In 1941 Warburg’s scientific rivals did manage to have him dismissed from his position as director of Kaiser Wilhelm Institute for Cell Physiology on the grounds that he had non-Aryan blood. At this point Warburg appeared to be in great danger and was likely saved by several influential connections who persuaded Philipp Bouhler, the head of Hitler’s private chancellery, to reconsider Warburg’s case. Bouhler, who oversaw the euthanizing of more than 70,000 disabled adults and children, wasn’t likely to be sympathetic. He reached out to a number of German scientists to assess Warburg’s importance before coming to the conclusion that Warburg should be returned to his position. After the war, Warburg said that Bouhler’s chief of staff, Viktor Brack who had directly intervened on his behalf, told him, “I did this not for you or for Germany, but for the world.” As part of the process of reinstating Warburg at his institute, his ancestry was reexamined. Despite his father’s two Jewish parents, Warburg was reclassified as only one-quarter Jewish.

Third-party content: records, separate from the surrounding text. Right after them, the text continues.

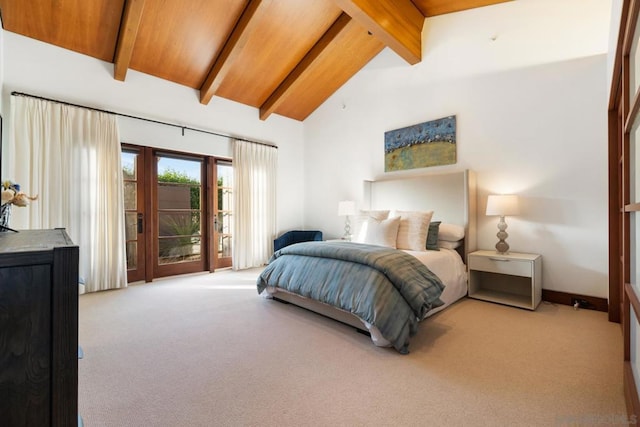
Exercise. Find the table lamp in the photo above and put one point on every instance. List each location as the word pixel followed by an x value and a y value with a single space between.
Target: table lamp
pixel 347 208
pixel 502 205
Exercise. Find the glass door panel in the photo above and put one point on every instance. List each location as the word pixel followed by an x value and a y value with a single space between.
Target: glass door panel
pixel 179 204
pixel 132 176
pixel 223 214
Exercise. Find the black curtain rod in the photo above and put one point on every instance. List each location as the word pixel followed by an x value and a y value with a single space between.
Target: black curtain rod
pixel 142 118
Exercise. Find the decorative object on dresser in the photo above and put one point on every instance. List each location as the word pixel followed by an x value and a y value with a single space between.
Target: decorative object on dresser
pixel 347 208
pixel 513 279
pixel 502 205
pixel 10 195
pixel 38 329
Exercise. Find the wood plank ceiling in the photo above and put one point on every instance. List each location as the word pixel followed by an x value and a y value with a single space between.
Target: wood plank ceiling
pixel 280 56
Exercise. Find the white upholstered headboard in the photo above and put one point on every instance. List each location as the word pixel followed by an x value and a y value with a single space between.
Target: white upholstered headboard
pixel 450 195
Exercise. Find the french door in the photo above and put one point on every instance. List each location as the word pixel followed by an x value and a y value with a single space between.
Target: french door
pixel 134 209
pixel 178 212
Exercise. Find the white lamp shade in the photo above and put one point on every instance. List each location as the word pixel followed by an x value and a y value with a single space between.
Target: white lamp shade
pixel 346 207
pixel 503 205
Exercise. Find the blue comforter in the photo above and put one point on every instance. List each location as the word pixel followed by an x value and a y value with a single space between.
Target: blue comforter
pixel 385 287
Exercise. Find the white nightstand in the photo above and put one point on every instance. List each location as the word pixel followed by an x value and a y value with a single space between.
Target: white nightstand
pixel 514 279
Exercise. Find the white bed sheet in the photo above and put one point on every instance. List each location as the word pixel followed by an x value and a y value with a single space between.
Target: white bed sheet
pixel 448 266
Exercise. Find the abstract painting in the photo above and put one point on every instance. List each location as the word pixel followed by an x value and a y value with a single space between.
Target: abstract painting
pixel 427 144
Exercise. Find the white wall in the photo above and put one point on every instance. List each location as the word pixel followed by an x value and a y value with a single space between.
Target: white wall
pixel 45 70
pixel 532 124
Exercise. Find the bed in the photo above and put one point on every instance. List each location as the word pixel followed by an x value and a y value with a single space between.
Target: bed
pixel 347 281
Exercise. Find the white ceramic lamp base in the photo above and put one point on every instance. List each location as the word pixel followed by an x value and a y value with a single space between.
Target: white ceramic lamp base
pixel 502 247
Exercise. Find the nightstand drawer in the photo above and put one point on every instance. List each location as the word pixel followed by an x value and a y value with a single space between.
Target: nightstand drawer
pixel 498 264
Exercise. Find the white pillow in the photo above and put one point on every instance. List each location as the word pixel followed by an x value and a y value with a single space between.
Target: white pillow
pixel 381 233
pixel 357 229
pixel 449 245
pixel 413 229
pixel 450 232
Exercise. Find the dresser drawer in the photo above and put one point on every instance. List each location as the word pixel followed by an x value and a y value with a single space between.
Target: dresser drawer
pixel 501 265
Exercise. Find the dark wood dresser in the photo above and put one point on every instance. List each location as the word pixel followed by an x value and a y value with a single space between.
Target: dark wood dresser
pixel 38 329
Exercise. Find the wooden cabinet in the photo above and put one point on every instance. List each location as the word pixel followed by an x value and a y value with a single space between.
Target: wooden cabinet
pixel 514 279
pixel 38 329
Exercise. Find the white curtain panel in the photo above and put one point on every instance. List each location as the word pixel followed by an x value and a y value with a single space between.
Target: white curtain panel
pixel 70 158
pixel 254 211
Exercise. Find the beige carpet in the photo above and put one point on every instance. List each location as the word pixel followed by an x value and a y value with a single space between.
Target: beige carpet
pixel 206 350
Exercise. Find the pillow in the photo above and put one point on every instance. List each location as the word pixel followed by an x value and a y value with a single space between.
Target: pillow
pixel 413 229
pixel 432 236
pixel 450 232
pixel 357 229
pixel 449 245
pixel 381 233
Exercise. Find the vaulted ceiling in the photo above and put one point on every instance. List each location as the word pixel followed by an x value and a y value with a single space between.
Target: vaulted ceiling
pixel 281 56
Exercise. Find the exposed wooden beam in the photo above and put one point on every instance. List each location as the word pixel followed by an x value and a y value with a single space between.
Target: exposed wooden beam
pixel 397 23
pixel 127 37
pixel 288 85
pixel 254 11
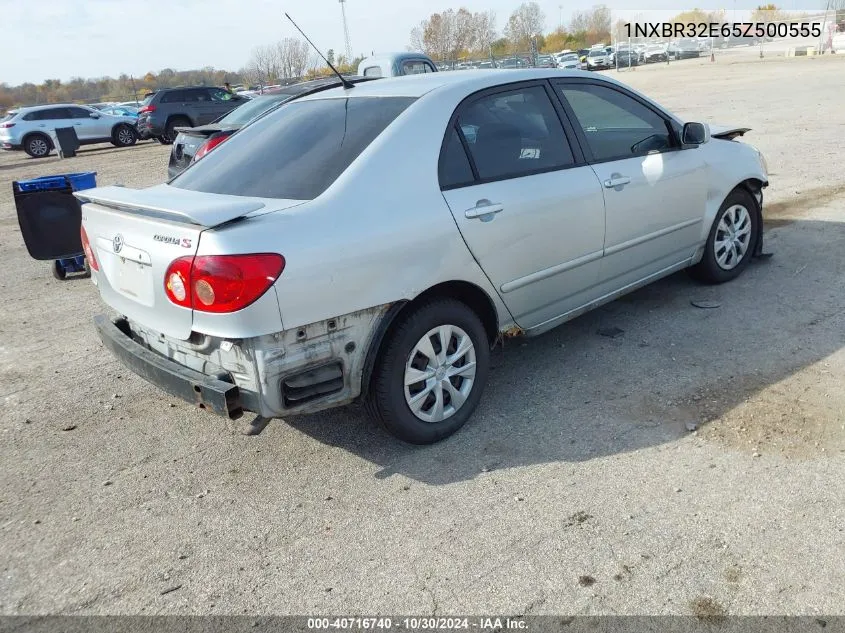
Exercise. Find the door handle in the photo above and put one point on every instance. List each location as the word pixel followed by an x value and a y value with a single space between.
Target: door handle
pixel 483 208
pixel 616 180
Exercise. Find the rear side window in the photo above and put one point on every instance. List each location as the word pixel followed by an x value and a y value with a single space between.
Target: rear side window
pixel 416 67
pixel 53 114
pixel 514 133
pixel 175 96
pixel 296 152
pixel 454 168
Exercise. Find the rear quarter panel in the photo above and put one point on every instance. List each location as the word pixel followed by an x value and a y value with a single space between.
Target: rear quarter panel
pixel 730 163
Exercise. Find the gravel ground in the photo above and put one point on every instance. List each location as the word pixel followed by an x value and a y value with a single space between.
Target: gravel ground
pixel 578 487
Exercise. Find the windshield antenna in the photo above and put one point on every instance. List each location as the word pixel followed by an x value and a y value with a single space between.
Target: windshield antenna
pixel 346 83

Why the Nazis left Warburg alone is only half of the mystery. The other half is why Warburg stayed when he might have fled in the early 30’s like so many other Jewish scientists. Petra Gentz-Werner, a German scholar who has written books and articles about Warburg is convinced he had no sympathies for the Nazis. Gentz-Werner cites the book written by Warburg’s sister, Lotte, which highlights Warburg’s disgust for the Nazis.

The rest of the narrative picks back up in my published article for The New York Times Magazine.

The Last Word

Finally, because he has done so much to draw attention to the research of Otto Warburg and the metabolic roots of cancer, I was hoping there would be enough space to give Thomas Seyfried the last word on Warburg. Here is the ending I’d used in the longer version of the story, which, even if there had been space, probably would have been inappropriate for The Times:

With respect to his hypothesis that cancer begins with a problem of oxygen consumption, the mainstream scientific community has concluded that Otto Warburg was wrong. But in his recognition that cancer is deeply rooted in how our cells obtain and use energy, Warburg has been redeemed. Or, as Thomas Seyfried of Boston College puts it, “We found out that the son of a bitch is right!”